The above rates are considerably below the respective minimum support prices (MSP) of Rs 5,400, Rs 5,450 and Rs 5,575 per quintal fixed for urad, arhar and moong by the Narendra Modi government in the ongoing 2017-18 kharif season. The striking part is that this is happening when plantings have just about been completed in June-July and harvesting is still some time away: The new moong and urad crops — generally of 65-75 and 80-90 days duration, respectively — would start arriving in the markets only towards end-September/early-October. Arhar is of even longer 160-180 days duration, harvested over December-February.
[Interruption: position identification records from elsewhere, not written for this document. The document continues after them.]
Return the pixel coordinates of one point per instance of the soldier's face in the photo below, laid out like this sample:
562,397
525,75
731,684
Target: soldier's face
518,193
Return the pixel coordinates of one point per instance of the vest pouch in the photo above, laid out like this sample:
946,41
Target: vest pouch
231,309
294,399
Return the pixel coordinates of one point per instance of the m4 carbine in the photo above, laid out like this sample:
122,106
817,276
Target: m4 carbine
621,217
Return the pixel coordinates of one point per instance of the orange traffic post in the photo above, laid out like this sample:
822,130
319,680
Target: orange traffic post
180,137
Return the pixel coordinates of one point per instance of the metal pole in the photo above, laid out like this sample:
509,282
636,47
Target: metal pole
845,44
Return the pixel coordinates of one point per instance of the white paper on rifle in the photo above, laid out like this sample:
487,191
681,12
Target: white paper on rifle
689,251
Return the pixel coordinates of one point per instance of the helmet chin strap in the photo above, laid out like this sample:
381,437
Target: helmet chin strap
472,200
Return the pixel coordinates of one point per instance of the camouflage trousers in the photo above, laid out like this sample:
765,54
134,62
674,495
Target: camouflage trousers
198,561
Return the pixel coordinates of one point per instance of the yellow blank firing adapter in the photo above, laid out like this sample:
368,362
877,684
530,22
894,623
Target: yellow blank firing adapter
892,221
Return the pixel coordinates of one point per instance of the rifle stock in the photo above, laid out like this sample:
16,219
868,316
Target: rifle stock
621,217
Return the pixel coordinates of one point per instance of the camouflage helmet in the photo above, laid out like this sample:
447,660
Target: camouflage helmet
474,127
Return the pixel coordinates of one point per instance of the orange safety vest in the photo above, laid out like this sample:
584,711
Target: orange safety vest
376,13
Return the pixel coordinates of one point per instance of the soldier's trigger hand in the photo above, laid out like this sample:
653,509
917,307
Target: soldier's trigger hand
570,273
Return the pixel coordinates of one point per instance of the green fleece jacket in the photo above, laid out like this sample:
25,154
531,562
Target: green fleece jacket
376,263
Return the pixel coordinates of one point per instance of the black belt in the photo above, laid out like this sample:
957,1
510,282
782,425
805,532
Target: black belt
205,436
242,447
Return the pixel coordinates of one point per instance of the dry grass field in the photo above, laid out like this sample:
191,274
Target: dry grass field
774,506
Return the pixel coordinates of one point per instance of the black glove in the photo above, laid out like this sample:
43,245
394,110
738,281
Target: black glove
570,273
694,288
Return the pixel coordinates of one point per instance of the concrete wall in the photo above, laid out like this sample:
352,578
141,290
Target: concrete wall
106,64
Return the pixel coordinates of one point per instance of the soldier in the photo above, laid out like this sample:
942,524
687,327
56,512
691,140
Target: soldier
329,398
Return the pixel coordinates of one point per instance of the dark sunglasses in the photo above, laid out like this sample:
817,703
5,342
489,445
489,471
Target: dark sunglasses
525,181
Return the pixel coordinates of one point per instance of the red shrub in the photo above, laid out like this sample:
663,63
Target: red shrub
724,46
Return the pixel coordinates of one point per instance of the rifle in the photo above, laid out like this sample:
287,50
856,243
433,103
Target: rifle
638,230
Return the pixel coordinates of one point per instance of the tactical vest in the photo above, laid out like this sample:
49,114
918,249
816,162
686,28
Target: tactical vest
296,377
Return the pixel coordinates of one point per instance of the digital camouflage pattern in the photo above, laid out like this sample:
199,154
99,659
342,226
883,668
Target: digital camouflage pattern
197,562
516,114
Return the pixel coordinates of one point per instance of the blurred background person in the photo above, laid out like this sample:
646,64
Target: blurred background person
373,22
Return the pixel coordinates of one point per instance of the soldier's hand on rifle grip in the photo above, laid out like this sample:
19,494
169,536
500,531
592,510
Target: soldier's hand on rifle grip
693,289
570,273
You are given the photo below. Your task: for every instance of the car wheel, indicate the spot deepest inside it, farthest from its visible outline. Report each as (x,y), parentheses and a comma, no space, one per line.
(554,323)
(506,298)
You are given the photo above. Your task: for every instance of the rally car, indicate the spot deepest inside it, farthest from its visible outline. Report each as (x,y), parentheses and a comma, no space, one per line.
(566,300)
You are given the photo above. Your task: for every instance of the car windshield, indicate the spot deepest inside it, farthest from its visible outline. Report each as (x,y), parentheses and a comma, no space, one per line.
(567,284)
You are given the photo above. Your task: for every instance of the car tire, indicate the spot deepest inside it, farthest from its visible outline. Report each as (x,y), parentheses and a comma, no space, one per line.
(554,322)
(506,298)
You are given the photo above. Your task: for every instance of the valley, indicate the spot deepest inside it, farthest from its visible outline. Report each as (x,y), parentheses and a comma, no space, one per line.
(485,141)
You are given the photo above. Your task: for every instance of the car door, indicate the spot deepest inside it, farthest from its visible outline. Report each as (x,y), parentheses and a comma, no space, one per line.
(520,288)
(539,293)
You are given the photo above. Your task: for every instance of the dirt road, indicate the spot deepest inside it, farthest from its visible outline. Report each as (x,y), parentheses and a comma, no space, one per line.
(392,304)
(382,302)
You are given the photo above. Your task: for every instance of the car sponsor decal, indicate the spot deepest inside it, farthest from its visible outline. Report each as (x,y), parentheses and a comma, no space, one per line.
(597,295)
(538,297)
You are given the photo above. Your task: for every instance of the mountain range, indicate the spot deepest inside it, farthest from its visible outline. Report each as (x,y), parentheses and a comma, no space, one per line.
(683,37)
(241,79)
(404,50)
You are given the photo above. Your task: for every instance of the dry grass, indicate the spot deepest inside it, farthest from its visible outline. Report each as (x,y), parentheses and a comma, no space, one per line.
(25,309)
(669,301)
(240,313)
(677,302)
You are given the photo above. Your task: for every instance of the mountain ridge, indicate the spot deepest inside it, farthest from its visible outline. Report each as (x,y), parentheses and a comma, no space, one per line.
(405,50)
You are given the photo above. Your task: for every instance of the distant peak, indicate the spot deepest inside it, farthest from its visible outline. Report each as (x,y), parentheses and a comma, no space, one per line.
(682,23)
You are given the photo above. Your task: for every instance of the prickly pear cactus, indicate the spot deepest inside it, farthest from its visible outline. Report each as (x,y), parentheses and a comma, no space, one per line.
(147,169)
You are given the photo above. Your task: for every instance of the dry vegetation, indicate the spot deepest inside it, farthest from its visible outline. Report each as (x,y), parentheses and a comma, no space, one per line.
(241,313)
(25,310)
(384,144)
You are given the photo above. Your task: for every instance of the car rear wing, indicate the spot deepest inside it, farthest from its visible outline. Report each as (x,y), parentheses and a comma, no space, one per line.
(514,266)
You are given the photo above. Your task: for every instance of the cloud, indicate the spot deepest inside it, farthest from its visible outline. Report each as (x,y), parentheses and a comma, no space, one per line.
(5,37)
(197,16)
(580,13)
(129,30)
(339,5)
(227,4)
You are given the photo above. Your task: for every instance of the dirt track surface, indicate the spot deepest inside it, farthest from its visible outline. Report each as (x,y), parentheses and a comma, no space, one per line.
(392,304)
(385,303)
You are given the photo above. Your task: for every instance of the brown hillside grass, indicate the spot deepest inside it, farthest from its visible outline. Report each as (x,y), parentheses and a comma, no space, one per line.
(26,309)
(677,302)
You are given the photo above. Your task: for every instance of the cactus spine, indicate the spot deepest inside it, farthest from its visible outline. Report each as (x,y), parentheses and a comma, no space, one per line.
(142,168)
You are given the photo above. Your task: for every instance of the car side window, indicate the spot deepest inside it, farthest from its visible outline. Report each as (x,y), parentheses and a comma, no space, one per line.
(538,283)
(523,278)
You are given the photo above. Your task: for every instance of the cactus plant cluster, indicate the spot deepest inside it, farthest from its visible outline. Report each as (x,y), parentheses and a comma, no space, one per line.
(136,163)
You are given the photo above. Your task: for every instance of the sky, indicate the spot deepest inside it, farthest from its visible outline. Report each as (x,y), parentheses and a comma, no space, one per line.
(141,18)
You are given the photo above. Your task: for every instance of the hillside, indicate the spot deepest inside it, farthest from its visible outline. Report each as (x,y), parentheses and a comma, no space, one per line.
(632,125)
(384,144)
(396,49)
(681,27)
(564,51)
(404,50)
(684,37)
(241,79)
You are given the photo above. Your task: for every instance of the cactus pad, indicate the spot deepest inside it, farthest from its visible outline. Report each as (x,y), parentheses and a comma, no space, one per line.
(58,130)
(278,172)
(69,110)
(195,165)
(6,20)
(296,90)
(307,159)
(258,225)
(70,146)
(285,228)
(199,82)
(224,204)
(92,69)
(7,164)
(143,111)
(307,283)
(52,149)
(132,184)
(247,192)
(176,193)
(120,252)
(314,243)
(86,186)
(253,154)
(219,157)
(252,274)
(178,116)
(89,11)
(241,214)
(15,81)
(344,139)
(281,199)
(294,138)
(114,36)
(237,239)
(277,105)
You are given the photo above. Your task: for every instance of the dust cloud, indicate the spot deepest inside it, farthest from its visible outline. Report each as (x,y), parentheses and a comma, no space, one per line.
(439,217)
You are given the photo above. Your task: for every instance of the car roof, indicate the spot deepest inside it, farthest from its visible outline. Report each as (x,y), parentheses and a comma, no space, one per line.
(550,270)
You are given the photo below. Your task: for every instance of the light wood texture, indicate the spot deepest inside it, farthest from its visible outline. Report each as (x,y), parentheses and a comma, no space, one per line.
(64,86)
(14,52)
If ruling market prices are over a quarter lower than MSPs even well before harvesting — and they have been in bear territory since late 2016 — one would expect some urgency and coordinated response from policymakers. What we have seen is quite the opposite. Stockholding limits on both raw pulses and milled dal were lifted only on May 17 this year — well after farmers had harvested a record 22.4 million tonnes (mt) crop of 2016-17. The Indian Express had written a piece last December on the need to lift all restrictions on pulses exports — in place since June 2006 — given a bumper crop flooding the markets (http://bit.ly/2ihfM8z).Well, those curbs remain. “We had made a representation to the Union Minister of State for Commerce and Industry Nirmala Sitharaman on June 28 to free up exports, which would help improve domestic realisation. But nothing came out of it,” says Suresh Agarwal, president of the Indore-based All India Dal Mills Association.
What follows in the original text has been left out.